Using the Nordic nRF UART 2.0 app to connect to the NANO 33 IoT via BLE

Because the NANO 33 IoT via BLE connection uses the same libraries as the NANO 33 BLE, The sketch to connect using the Nordic nRF UART 2.0 app is the same, i.e. Nano33BLE_UART_LED.ino as above.

Using pfodApp to connect to the NANO 33 IoT via WiFi

Open the Existing Menu, previously designed in pfodDesignerV3 (above Create the Custom menu to turn the Arduino LED on and off and Plot A0) and click in Target and then WiFi and then NANO 33 IoT connected via WiFi. Go back and Generate Code

The resulting sketch is Nano33IoTWiFi_Led_A0.ino

Edit the top of the sketch to match your WiFi network and choose a staticIP so that it is easy to connect to, typically 10.1.1.200 to 10.1.1.254 so as not to interfere with any other existing devices

#define WLAN_SSID       "myNetwork"        // cannot be longer than 32 characters!
#define WLAN_PASS       "myPassword"

const int portNo = 4989; // What TCP port to listen on for connections.
const char staticIP[] = "";  // set this the static IP you want, e.g. "10.1.1.200" or leave it as "" for DHCP. DHCP is not recommended.

Setting up a WiFi connection on pfodApp (see the pfodAppForAndroidGettingStarted.pdf ) and connecting with pfodApp will show the same menu as above when connecting via NANO 33 BLE above. You can also add a 128bit shared private key to secure the connection. See A Simple WiFi/Arduino pfodDevice with 128 bit security and SipHash Secure Challenge and Response for micro-devices and Secret Key Generator for Secure Challenge and Response

Using a Telnet terminal program to connect to the NANO 33 IoT via WiFi

To connect via a telnet terminal, the changes made are similar to those made for Using the Nordic nRF UART 2.0 app to connect to NANO 33 BLE above. The port number is changed to 23, the well know Telnet port number. The resulting sketch is Nano33IoTWiFi_UART_Led.ino

On PC's you can use TeraTerm to connect. Connecting using Telnet on Mac is bit more involved but still doable. On your Android mobile there are a number of terminal apps such as TCP Telnet Terminal Pro

Connecting using TeraTerm

Start TeraTerm. Use the menu option Setup → Terminal to tick Local Echo

Then use File → New Connection to open an Telnet connect to the IP you have set. Here I have used 10.1.1.211

TeraTerm sends some initial negotiation bytes which the Nano33IoTWiFi_UART_Led.ino sketch does not recognised as a command so it responds with the Commands are on,off” message. You can then send the on and off commands.

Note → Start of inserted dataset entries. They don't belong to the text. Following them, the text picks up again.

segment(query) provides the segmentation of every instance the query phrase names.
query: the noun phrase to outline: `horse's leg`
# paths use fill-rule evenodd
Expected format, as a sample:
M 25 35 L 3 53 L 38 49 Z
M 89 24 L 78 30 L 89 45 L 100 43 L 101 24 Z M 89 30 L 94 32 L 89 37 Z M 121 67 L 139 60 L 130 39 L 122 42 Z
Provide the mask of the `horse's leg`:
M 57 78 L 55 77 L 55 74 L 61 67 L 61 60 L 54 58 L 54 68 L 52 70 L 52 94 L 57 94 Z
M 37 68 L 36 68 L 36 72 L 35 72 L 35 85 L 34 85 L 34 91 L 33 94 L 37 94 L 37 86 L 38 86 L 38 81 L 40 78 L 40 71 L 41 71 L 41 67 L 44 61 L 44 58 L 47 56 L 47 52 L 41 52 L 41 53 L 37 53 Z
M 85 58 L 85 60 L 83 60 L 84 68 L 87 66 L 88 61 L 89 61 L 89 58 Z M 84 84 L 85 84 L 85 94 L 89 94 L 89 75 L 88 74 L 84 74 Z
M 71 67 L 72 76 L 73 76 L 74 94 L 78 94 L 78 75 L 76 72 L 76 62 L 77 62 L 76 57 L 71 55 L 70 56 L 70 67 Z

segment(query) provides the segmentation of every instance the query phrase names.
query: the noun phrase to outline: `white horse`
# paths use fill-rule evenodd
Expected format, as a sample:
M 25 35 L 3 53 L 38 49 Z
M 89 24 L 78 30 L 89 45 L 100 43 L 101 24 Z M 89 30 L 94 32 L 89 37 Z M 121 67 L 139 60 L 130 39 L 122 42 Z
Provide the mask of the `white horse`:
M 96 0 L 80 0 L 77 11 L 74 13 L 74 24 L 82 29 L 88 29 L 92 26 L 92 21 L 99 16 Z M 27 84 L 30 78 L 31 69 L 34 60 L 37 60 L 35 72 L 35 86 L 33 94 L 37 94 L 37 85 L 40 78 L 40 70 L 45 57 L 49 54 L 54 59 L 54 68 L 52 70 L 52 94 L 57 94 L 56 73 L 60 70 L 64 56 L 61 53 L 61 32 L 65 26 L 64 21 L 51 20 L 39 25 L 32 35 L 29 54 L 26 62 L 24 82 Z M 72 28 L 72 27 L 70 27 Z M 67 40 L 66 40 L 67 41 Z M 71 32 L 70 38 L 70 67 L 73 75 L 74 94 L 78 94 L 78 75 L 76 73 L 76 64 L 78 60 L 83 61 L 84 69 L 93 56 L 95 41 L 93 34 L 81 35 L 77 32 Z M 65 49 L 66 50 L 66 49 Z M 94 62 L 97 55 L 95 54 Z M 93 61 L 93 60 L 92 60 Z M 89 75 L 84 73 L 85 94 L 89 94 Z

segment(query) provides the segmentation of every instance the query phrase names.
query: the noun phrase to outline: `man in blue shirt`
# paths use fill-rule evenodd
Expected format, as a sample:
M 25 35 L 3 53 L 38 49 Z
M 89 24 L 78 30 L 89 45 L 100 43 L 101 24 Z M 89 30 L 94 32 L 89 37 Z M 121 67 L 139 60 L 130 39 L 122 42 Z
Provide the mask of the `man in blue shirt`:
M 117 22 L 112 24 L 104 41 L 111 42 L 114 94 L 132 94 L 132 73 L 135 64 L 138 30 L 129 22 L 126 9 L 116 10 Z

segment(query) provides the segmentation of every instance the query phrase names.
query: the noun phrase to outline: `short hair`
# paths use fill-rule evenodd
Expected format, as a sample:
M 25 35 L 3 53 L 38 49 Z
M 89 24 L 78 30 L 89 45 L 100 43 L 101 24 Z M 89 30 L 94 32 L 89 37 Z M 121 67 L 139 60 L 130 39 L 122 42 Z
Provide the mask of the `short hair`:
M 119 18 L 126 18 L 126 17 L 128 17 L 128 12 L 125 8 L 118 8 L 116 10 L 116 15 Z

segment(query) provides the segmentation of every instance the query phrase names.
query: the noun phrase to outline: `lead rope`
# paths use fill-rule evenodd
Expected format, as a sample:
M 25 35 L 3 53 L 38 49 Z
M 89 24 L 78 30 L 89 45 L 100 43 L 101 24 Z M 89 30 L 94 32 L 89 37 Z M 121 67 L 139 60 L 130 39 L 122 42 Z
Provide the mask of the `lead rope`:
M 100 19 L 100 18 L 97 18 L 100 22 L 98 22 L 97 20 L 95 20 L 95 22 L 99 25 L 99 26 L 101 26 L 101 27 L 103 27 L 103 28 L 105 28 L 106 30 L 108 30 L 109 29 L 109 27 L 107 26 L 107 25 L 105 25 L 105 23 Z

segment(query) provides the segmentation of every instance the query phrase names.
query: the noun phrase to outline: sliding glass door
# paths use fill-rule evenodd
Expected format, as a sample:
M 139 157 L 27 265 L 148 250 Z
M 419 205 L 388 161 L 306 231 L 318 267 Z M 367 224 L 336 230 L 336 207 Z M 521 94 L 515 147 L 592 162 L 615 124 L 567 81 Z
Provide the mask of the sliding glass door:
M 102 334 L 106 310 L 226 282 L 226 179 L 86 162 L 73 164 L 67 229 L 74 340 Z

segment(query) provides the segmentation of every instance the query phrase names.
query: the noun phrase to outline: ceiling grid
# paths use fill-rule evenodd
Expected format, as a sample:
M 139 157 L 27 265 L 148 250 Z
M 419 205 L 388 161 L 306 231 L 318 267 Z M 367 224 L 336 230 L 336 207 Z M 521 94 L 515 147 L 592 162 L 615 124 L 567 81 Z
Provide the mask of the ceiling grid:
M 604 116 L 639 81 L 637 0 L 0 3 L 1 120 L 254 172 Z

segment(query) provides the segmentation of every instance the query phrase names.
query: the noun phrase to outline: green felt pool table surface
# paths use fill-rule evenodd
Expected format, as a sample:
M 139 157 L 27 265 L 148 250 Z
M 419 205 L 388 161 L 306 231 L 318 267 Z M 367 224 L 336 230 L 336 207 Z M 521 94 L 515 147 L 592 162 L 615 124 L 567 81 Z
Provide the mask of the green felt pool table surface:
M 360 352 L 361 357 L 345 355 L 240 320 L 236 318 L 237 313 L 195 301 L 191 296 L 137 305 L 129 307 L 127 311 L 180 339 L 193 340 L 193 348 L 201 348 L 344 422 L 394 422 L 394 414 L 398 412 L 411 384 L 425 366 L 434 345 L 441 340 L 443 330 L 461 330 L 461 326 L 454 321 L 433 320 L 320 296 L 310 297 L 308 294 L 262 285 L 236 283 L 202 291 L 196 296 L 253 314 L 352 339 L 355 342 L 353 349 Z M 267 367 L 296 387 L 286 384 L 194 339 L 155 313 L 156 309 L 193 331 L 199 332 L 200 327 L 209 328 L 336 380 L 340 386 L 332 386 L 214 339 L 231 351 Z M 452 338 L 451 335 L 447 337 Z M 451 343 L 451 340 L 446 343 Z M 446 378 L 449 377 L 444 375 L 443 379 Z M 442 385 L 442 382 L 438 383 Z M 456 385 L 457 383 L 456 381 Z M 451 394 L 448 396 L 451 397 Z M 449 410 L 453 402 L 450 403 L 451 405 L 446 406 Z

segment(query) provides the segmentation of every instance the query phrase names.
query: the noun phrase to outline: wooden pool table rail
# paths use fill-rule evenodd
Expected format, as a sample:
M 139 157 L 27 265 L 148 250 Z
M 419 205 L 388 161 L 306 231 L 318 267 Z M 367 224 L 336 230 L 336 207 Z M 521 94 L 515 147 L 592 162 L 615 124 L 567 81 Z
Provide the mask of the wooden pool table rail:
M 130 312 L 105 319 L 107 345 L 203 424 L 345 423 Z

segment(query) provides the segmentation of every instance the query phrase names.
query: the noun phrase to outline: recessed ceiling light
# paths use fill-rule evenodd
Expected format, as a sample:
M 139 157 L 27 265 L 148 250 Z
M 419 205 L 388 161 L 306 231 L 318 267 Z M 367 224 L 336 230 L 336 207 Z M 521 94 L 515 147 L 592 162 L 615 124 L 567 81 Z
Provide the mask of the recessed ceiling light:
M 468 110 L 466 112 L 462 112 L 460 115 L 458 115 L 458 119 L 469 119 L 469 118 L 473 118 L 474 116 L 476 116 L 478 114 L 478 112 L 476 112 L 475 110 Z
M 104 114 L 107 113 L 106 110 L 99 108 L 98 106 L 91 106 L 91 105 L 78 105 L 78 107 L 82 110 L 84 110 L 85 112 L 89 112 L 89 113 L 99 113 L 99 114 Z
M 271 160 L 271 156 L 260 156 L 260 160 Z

Again the sketch can be easily extended to handle other command words. Multiple commands can be sent on the same line separated by space, dot or comma.

TeraTerm buffers you typing until you press Enter. Other Telnet programs may send each character as you type it. In that case if you don't type fast enough the timeout timer will finish and add a delimiter forcing a token to be returned. You can fix this by increasing the timeout setting to say 1sec

unsigned long TIMEOUT_MS = 1000; // 1.0sec

OR by commenting out the timer altogether.

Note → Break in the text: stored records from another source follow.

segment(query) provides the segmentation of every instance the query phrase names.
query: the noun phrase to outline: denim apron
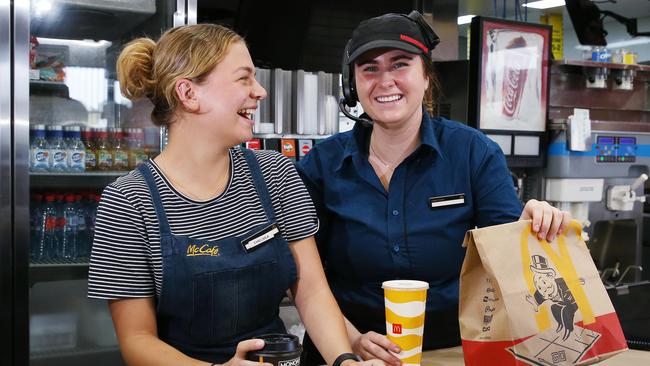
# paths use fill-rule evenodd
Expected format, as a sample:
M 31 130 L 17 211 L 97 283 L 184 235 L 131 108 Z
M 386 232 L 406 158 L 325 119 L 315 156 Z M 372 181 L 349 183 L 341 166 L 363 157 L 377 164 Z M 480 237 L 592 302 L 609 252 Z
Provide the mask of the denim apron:
M 149 186 L 160 225 L 163 267 L 156 309 L 158 337 L 207 362 L 226 362 L 242 340 L 286 332 L 279 305 L 297 278 L 293 255 L 281 233 L 272 230 L 263 235 L 276 224 L 275 213 L 255 154 L 242 151 L 267 222 L 244 235 L 217 241 L 173 235 L 148 164 L 138 168 Z M 251 248 L 250 243 L 258 242 Z M 251 249 L 242 243 L 249 243 Z

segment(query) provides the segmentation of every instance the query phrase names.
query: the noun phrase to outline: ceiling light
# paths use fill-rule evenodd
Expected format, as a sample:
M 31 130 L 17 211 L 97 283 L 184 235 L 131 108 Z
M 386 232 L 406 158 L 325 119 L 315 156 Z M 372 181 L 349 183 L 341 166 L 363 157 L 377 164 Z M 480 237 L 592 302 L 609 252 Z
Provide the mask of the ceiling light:
M 109 41 L 104 41 L 104 40 L 94 41 L 92 39 L 76 40 L 76 39 L 58 39 L 58 38 L 45 38 L 45 37 L 38 37 L 37 39 L 38 39 L 38 43 L 64 45 L 64 46 L 108 48 L 112 45 L 112 43 Z
M 52 10 L 52 2 L 48 0 L 37 1 L 34 4 L 34 11 L 37 13 L 45 13 Z
M 461 24 L 468 24 L 472 22 L 472 18 L 474 18 L 476 15 L 474 14 L 468 14 L 468 15 L 462 15 L 458 17 L 458 25 Z
M 533 9 L 548 9 L 548 8 L 555 8 L 558 6 L 564 6 L 564 0 L 533 1 L 527 4 L 522 4 L 521 6 L 526 6 Z

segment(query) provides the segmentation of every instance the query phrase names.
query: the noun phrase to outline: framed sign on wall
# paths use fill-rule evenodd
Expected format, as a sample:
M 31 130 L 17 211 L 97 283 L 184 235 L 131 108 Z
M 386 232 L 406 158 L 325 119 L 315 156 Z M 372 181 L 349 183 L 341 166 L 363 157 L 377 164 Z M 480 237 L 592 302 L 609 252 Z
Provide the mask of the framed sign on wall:
M 511 167 L 544 164 L 551 27 L 472 19 L 468 119 Z

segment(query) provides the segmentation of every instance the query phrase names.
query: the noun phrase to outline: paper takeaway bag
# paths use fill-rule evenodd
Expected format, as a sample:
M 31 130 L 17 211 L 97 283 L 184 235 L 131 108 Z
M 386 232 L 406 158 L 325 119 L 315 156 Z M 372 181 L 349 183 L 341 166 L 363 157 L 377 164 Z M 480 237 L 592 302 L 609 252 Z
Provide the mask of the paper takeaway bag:
M 588 365 L 627 349 L 581 228 L 552 243 L 518 221 L 468 231 L 460 277 L 465 364 Z

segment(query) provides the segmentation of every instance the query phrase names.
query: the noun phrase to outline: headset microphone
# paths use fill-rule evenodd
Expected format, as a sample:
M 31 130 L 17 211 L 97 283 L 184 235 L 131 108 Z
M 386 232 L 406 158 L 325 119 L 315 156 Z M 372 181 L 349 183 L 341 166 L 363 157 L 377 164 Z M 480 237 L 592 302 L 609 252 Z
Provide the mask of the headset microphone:
M 357 117 L 353 115 L 352 113 L 348 112 L 347 109 L 345 109 L 346 101 L 345 98 L 341 98 L 339 100 L 339 109 L 341 110 L 341 113 L 343 113 L 346 117 L 349 119 L 356 121 L 356 122 L 361 122 L 364 125 L 372 125 L 372 120 L 368 118 L 362 118 L 362 117 Z

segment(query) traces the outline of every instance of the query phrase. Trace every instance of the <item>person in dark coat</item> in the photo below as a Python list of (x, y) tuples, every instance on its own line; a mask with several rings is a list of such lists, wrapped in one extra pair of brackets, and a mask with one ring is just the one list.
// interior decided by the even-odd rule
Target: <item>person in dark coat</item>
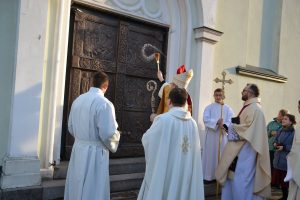
[(287, 173), (287, 155), (290, 152), (293, 144), (296, 119), (294, 115), (286, 114), (282, 119), (282, 128), (278, 131), (274, 147), (276, 149), (274, 154), (273, 166), (274, 174), (272, 182), (280, 185), (282, 190), (282, 200), (287, 199), (289, 184), (284, 182)]
[[(275, 147), (273, 146), (275, 137), (277, 135), (277, 131), (282, 128), (281, 121), (283, 116), (288, 114), (288, 111), (285, 109), (281, 109), (278, 112), (277, 117), (275, 117), (271, 122), (268, 123), (267, 132), (268, 132), (268, 139), (269, 139), (269, 152), (270, 152), (270, 164), (271, 164), (271, 174), (274, 172), (273, 167), (273, 160), (274, 160), (274, 153)], [(274, 183), (271, 183), (272, 186), (276, 186)]]

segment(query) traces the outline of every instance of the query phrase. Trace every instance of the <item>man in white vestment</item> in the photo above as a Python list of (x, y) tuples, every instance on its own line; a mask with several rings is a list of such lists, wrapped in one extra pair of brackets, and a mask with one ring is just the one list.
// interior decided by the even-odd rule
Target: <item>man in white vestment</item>
[(113, 104), (104, 97), (108, 76), (97, 72), (93, 87), (72, 104), (68, 129), (75, 137), (69, 162), (66, 200), (109, 200), (109, 151), (116, 152), (120, 133)]
[(138, 200), (204, 200), (198, 128), (184, 109), (188, 94), (174, 88), (169, 111), (142, 138), (146, 172)]
[(228, 129), (230, 137), (216, 169), (222, 200), (261, 200), (271, 195), (268, 137), (258, 96), (258, 87), (247, 84), (244, 106)]
[[(203, 113), (205, 125), (205, 139), (203, 147), (202, 165), (204, 181), (213, 181), (216, 179), (215, 170), (218, 165), (218, 156), (223, 152), (227, 143), (226, 132), (223, 131), (223, 123), (229, 126), (233, 116), (232, 109), (223, 104), (223, 90), (217, 88), (214, 91), (215, 102), (208, 105)], [(219, 150), (219, 137), (221, 134), (221, 144)]]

  if (input.read(bleBufferedSerial)) {  // read from Serial, returns true if at least one character was added to SafeString input
  //  timeout.start(TIMEOUT_MS); // remove timer start so need to send delimiter like space or newline 
  }

Conclusion

This tutorial has shown how you can easily set-up Arduino NANO 33 BLE, Sense and IoT to connect via Bluetooth Low Energy (and WiFi for the IoT).
No Android programming is required. pfodApp handles all of that.
No Arduino coding is required. The (free) pfodDesignerV2 generates complete sketches for each of these modules.

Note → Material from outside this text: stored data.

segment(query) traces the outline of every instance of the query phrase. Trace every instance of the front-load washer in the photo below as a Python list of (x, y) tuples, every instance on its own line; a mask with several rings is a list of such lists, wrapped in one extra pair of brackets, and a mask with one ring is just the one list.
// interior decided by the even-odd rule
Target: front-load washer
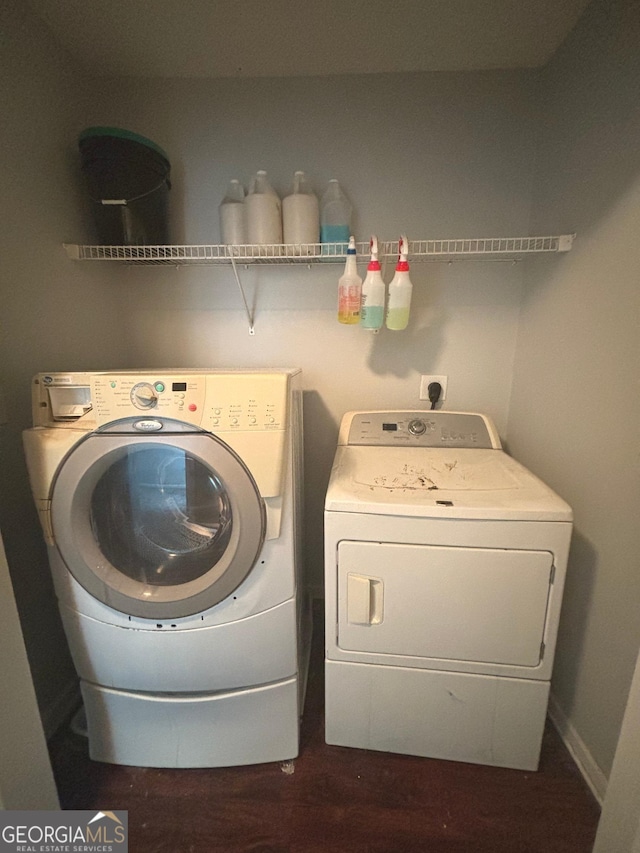
[(537, 769), (571, 529), (486, 416), (346, 414), (325, 503), (327, 742)]
[(297, 370), (39, 374), (31, 487), (90, 756), (294, 758), (309, 615)]

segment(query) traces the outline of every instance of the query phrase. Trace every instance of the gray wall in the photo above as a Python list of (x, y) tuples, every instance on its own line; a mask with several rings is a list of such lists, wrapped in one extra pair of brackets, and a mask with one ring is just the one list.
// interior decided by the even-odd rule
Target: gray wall
[(636, 663), (593, 853), (640, 851), (640, 657)]
[(596, 2), (540, 92), (533, 227), (578, 239), (527, 266), (509, 417), (514, 455), (574, 507), (552, 689), (604, 774), (640, 644), (638, 92), (640, 5)]
[(0, 644), (0, 809), (58, 809), (58, 795), (1, 536)]
[(91, 88), (26, 3), (0, 5), (0, 529), (35, 685), (50, 730), (75, 676), (55, 607), (21, 448), (30, 379), (39, 370), (128, 362), (120, 285), (66, 259), (63, 241), (86, 233), (75, 156), (78, 116)]

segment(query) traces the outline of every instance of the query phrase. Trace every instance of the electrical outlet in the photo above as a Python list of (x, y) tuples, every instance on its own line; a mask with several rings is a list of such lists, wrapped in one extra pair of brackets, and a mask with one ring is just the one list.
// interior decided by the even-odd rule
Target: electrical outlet
[(429, 385), (432, 382), (439, 382), (442, 386), (442, 393), (440, 394), (440, 399), (437, 402), (437, 406), (440, 406), (443, 400), (447, 399), (447, 377), (446, 376), (421, 376), (420, 377), (420, 399), (428, 400), (429, 399)]

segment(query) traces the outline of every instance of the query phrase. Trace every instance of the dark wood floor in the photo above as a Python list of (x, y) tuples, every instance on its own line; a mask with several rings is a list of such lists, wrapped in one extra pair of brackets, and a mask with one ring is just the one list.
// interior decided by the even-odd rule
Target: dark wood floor
[(61, 804), (127, 809), (130, 853), (591, 851), (599, 809), (549, 724), (537, 773), (327, 746), (323, 725), (317, 624), (293, 767), (117, 767), (65, 729), (51, 744)]

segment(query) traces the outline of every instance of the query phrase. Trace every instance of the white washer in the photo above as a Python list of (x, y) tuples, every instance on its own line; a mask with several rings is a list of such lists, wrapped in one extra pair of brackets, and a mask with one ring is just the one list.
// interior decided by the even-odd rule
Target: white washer
[(325, 504), (327, 742), (537, 769), (571, 529), (487, 417), (346, 414)]
[(298, 754), (297, 370), (39, 374), (32, 491), (92, 758), (157, 767)]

While the sketches generated by pfodDesigner are for use with pfodApp, as shown above you can readily modify them to use a Nordic BLE UART app or a telnet program (for WiFi). In the modified sketches two simple commands, on and off, where set-up but the sketches can be easily extended to handle other command words. Multiple commands can be sent on the same line.